Farmers Market Wilts Without Flowers
Prompted by residents clamoring for the return of flower sales at the open-air Farmers Market, Councilman Steve Dicterow said he will ask his colleagues to reconsider the issue.
When the market opened in June in the school district parking lot, growers were allowed to sell bouquets. But local florists grumbled to the City Council that the lower prices were hurting sales at their stores.
As a result, when the market moved in November to a city-owned parking lot adjacent to city hall, the council banned the sale of flowers.

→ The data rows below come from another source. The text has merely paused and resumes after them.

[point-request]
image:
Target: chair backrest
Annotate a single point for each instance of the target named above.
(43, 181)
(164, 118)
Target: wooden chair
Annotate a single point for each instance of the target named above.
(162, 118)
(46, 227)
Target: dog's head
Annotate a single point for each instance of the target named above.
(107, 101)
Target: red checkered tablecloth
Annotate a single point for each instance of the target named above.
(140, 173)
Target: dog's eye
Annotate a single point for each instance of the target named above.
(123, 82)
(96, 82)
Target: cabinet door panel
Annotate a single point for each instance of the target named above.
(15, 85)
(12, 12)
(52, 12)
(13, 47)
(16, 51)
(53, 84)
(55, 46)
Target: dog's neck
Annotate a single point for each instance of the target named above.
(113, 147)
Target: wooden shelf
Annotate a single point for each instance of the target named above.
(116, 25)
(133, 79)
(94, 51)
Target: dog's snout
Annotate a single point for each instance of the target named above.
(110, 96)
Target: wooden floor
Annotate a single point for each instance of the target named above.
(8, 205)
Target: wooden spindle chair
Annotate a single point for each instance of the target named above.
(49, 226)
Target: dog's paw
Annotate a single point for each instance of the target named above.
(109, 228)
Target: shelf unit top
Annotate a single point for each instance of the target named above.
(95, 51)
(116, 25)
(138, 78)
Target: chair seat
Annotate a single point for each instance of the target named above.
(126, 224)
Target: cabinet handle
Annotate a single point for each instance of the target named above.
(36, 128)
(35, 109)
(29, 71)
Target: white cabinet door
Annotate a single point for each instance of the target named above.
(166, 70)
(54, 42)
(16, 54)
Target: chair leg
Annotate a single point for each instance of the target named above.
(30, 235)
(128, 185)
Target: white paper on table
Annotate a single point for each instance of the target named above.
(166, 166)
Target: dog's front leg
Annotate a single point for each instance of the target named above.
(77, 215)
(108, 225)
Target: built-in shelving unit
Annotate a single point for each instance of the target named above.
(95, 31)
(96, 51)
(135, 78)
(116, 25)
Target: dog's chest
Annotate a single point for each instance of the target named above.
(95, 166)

Since then, market manager Jennifer Griffiths said, overall sales have dropped 35% to 50%.
“A farmers market without flowers is just a sadder place,” Griffiths said. “The market has suffered tremendously, drastically. . . . I’ve had people walk up to me since we’ve moved to our new location and say, ‘Where are the flowers?’ When I say we don’t have them anymore, they just walk away. They don’t even shop.”
In a memo to his colleagues, Dicterow said he has been contacted by “numerous residents” asking that the city consider reinstating the sale of flowers. He recommended that the council review its policy.
Griffiths said the Orange County Farm Bureau has markets in seven Orange County cities. The Laguna Beach location, open from 8 a.m. to noon every Saturday, is the only one that has banned the sale of cut flowers, she said.